Foi nesse ambiente que Álvaro Leonel Titon passou sua infância e juventude.
Entretanto, o Brasil das primeiras décadas do século XX também testemunhava o crescimento do movimento protestante e, posteriormente, do pentecostalismo. Missionários estrangeiros começaram a percorrer diversas regiões do país anunciando uma experiência de fé centrada na conversão pessoal, na leitura da Bíblia e na atuação do Espírito Santo.
Entre essas denominações emergentes destacava-se a Assembleia de Deus, fundada oficialmente no Brasil em 1911 pelos missionários suecos Gunnar Vingren e Daniel Berg, em Belém do Pará.
Com o passar dos anos, o movimento pentecostal alcançou o Sul do Brasil e encontrou terreno fértil entre trabalhadores, famílias humildes e pessoas em busca de renovação espiritual. Foi nesse contexto histórico e religioso que Álvaro Leonel Titon teve contato com a mensagem evangélica pentecostal.

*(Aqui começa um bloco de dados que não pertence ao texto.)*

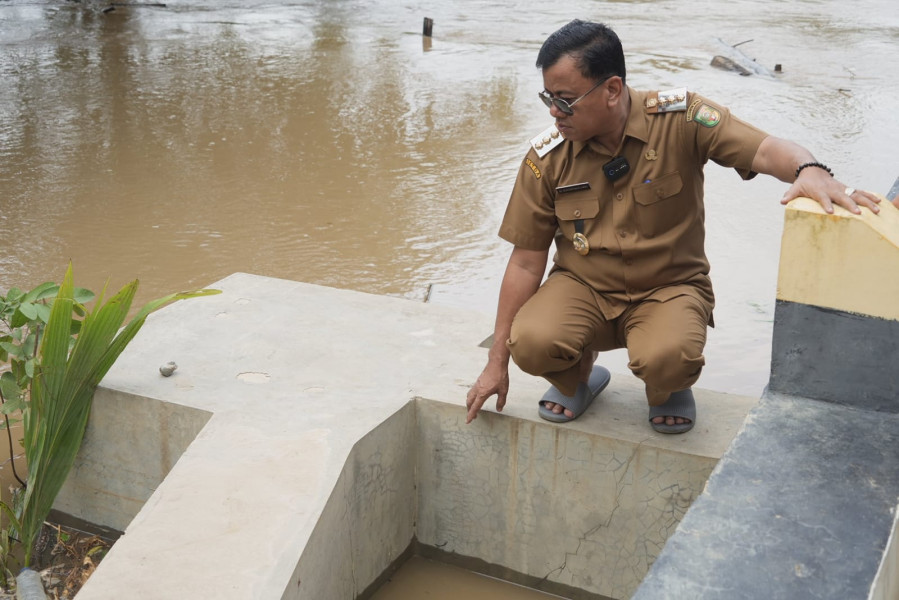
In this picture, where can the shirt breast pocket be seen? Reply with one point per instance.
(660, 207)
(576, 206)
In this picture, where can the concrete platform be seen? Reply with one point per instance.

Já estabelecido na região de Porto Alegre, sua vida tomaria um rumo definitivo ao converter-se à fé protestante evangélica, tornando-se membro da Assembleia de Deus.
Sua conversão representou muito mais do que uma simples mudança religiosa. Em uma época em que o catolicismo era dominante e a identidade familiar estava fortemente associada à religião de origem, abandonar a tradição católica frequentemente significava enfrentar rejeição social e até conflitos familiares.
Segundo a memória preservada por seus descendentes, a decisão de Álvaro Leonel Titon de abraçar a fé evangélica não foi aceita por sua família. Relatos familiares indicam que, após sua conversão, ele teria sido considerado excluído do vínculo tradicional associado ao sobrenome Titon.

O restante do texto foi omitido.